We know the solution. ACT has proposed letting prisoners out early if they learn in prison. Less crime, less jail time, less taxpayer expense. That’s what we call a win-win-win.
There are suburbs in this country, parts of West Auckland, Porirua, are some of them, that are like a lung filled with school children. Every day they exhale thousands of kids because parents there think the local schools the Government provides are rubbish. We have one of the most unequal education systems in the world. Again, the taxpayer spends around $130,000 on a child’s education by the time they reach 15, and the OECD tells us that 17 per cent, or one out of every six doesn’t meet basic literacy standards. It’s a disaster.
Of course, we know the problem. It is state monopoly on education that is almost impossible for new competitors to enter. We know this because when we did let new entrants into the market, in the form of charter schools, they were quickly overwhelmed and had to hold ballots to select students.
Take transport. In the country’s largest city, people lose billions each year sitting in traffic. The motorway network planned and promised in the 1950s is only half built. There is no rail network to speak of. It is possible that more daily trips are taken on Lime scooters than trains. It is a catastrophe that occurs every day. It’s perfectly predictable but Government does nothing about it.
Of course, ACT knows the answer. We need to change the infrastructure funding formula so that councils get half the GST on construction they consent in their territory. That would give councils the funds to build proper infrastructure with an added bonus: they’d have an incentive to let people do things from time to time.
The failure to provide infrastructure is a related problem. Half of the price of an Auckland house consists of inflation in section prices over the past 20 years. Fundamentally, the government just gave up connecting people together with land and opportunity, so we’ve been bidding up what’s left in a destructive spiral for the past two decades. Christchurch, of course, shows that if you get infrastructure and planning right, a city can build its way back to housing affordability.
Then there’s the example of government as a regulator. Take just one example, this week Parliament said all food must be labelled with its country of origin, whether consumers demand it or not. Clearly, they do not, or at least aren’t prepared to actually pay for it at the price it costs. Now everyone involved in the food business will have an extra task that only some people wanted and weren’t prepared to pay for.

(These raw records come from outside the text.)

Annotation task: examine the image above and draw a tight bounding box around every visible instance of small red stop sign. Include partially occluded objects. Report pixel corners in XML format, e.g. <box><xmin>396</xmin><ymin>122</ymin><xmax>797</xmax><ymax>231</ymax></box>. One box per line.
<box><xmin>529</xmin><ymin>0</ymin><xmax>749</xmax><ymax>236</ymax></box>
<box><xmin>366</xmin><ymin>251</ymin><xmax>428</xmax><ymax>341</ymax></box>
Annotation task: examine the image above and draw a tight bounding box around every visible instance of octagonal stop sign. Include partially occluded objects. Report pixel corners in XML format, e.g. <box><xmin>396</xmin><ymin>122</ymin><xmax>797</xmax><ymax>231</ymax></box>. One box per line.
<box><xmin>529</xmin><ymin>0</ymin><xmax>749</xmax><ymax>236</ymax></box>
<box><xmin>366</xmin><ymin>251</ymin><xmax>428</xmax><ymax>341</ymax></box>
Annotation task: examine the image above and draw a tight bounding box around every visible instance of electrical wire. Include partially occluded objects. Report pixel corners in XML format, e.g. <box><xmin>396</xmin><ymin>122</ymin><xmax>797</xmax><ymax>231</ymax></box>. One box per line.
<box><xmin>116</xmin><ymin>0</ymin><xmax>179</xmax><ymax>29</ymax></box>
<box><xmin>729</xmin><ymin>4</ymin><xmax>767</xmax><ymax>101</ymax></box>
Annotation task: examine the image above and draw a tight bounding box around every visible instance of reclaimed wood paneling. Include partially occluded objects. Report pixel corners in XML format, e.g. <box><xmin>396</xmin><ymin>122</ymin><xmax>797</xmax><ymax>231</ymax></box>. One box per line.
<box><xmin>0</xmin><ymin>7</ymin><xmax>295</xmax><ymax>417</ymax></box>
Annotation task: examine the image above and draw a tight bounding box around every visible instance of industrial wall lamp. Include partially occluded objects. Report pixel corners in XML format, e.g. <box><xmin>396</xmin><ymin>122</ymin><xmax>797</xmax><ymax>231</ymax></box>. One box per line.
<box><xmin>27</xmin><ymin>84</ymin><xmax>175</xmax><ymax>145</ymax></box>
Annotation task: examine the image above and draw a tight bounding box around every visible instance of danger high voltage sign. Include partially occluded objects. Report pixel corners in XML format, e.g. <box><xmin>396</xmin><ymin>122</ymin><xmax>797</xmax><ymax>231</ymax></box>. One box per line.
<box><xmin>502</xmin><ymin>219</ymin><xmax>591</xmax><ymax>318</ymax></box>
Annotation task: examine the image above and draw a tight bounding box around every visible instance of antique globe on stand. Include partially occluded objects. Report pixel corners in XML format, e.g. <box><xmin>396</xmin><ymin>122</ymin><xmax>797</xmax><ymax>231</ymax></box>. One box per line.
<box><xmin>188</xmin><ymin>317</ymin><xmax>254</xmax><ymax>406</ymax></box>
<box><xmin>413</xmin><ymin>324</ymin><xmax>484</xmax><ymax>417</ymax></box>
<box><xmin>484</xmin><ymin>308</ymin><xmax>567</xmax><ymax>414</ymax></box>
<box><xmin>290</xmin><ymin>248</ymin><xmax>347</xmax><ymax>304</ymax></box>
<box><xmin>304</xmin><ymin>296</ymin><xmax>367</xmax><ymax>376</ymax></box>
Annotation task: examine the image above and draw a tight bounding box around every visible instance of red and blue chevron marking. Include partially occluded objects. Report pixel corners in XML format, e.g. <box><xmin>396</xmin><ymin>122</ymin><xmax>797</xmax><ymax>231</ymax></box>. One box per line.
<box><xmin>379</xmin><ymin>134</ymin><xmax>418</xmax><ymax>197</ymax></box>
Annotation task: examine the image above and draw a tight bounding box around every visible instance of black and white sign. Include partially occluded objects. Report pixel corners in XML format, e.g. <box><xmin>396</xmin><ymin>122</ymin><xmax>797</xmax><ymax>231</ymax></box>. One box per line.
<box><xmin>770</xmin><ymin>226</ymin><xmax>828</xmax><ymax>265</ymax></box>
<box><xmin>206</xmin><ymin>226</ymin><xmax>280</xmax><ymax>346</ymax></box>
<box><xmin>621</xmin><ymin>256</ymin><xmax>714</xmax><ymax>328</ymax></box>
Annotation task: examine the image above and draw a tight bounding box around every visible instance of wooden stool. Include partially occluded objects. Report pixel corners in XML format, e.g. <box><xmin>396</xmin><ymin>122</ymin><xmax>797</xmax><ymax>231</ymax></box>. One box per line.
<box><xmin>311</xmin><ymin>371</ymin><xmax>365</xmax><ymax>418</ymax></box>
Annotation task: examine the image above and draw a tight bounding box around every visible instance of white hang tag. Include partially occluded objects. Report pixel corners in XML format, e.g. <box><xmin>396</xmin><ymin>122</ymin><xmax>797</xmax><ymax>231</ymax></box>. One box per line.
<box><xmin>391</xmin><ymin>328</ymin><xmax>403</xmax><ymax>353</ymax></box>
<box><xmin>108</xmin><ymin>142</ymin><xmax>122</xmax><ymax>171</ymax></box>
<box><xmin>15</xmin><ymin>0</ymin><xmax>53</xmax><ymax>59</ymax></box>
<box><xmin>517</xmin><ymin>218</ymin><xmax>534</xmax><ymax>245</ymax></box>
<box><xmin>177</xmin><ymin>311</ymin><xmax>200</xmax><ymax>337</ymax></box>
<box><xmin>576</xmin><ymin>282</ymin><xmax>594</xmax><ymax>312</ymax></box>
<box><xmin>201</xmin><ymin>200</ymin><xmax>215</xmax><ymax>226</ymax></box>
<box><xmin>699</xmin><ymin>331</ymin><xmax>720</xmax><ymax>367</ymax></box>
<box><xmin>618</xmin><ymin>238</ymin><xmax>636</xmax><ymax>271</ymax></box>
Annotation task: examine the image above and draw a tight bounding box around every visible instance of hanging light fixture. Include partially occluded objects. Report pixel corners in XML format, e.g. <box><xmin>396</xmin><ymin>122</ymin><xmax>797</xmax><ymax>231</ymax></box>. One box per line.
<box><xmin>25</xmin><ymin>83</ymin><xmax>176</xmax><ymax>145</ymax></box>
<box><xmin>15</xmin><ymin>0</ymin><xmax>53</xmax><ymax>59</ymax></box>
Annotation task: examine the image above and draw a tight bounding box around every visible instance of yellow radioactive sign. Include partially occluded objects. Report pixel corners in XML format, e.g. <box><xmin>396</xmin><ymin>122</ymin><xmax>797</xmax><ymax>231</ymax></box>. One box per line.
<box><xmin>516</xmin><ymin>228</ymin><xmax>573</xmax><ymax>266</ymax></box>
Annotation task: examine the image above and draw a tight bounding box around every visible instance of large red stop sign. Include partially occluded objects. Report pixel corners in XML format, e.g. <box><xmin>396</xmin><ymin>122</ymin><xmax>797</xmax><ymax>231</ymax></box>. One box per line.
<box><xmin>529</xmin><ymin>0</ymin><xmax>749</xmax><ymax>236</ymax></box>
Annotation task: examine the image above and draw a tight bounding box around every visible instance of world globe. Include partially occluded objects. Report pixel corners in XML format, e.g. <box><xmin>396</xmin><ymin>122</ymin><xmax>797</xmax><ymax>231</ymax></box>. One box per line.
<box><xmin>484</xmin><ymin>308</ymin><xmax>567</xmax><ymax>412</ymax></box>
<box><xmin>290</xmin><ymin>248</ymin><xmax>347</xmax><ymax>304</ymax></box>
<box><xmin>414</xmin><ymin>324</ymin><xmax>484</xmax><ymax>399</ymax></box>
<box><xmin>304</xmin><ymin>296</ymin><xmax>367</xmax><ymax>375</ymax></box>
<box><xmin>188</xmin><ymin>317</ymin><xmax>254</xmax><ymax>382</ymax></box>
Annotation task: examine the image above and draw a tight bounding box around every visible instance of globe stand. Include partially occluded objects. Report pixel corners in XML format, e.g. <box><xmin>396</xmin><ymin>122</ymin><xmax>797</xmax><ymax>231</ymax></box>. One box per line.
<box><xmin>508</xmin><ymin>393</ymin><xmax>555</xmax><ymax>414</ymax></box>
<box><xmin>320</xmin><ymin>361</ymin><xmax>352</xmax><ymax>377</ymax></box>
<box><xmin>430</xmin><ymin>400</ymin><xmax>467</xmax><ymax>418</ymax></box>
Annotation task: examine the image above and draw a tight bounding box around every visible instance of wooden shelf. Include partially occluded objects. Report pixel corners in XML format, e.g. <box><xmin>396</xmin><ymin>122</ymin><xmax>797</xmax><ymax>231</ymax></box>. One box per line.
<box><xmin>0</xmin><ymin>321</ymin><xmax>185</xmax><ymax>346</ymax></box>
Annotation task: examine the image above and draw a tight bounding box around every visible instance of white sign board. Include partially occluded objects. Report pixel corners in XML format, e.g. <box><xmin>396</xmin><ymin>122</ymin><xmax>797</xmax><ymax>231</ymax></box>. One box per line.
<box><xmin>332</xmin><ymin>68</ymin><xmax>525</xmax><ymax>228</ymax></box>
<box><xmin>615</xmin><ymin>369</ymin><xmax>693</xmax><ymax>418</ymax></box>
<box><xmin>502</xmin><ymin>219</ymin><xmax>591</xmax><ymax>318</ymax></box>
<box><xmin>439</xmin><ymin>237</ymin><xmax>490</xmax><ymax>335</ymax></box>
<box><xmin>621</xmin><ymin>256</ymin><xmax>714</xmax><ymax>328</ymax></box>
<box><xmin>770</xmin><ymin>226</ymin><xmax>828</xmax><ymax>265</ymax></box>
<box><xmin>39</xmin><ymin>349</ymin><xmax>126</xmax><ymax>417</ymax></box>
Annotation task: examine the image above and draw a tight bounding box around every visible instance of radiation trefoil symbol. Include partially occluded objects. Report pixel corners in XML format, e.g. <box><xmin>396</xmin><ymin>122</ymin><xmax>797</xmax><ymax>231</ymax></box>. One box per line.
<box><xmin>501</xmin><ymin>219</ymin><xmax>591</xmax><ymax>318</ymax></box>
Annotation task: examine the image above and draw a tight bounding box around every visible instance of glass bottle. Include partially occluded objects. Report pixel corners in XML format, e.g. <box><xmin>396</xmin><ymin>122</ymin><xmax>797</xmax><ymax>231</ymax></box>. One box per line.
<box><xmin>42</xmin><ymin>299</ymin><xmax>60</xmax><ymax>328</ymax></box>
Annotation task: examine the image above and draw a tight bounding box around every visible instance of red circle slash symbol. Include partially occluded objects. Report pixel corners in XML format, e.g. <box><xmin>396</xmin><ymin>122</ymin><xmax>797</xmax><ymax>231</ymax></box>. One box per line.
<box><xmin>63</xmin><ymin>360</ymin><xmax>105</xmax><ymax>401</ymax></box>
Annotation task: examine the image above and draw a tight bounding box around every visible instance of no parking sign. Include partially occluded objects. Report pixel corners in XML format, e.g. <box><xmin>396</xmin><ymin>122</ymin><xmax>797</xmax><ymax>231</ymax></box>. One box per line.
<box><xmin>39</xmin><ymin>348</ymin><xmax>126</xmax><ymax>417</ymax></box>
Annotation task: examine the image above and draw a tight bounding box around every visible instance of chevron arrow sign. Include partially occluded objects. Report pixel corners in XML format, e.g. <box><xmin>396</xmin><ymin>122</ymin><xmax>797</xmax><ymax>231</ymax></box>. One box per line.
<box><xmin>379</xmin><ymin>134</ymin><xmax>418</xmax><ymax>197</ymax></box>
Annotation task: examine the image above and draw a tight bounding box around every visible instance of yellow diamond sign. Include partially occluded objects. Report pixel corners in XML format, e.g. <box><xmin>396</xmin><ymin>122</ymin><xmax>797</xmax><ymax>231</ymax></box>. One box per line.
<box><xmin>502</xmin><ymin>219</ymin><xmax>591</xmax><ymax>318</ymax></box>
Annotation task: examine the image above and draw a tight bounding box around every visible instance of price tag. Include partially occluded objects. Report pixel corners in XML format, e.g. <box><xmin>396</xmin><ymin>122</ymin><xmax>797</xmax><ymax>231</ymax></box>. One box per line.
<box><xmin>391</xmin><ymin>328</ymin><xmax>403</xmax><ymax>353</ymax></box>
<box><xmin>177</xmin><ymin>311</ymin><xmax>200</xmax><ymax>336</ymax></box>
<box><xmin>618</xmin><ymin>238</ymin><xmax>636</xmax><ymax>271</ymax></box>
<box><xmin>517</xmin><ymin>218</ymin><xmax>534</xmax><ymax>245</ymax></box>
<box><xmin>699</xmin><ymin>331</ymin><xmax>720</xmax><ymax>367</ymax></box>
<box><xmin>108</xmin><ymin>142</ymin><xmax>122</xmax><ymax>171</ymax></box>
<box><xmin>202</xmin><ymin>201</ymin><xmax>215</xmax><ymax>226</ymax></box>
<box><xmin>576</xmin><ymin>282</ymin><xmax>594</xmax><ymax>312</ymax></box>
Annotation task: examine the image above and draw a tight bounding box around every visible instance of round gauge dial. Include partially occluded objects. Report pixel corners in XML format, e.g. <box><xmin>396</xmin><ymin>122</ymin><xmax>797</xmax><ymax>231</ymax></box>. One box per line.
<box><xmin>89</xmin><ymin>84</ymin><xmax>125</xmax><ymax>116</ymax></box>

As a regulator, the Government never defined the problem. Nothing was stopping businesses labelling their country of origin as a competitive advantage. In fact, some already were, but consumers obviously didn’t care that much because they were still buying the unlabelled stuff. Anyone in business knows that every day they spend time complying with government regulations that solve no problem and add dubious value but are costly all the same. Mandatory country of origin labelling is only this week’s contribution.
Conclusion
We have a Government that is hopeless at running courts, prisons, schools, transport networks, land markets, and regulation. Undeterred by these failings, the conceited class of politicians will now skip over them and aim to plan our happiness despite knowing nothing about it. ACT’s position is very simple. The so-called Wellbeing Framework is the Woolbeing Framework. It is woolly, a sea of fluff. Government is not the solution to the problem; its various failings are the problem. Until government can fix its own performance issues it will never fix our happiness.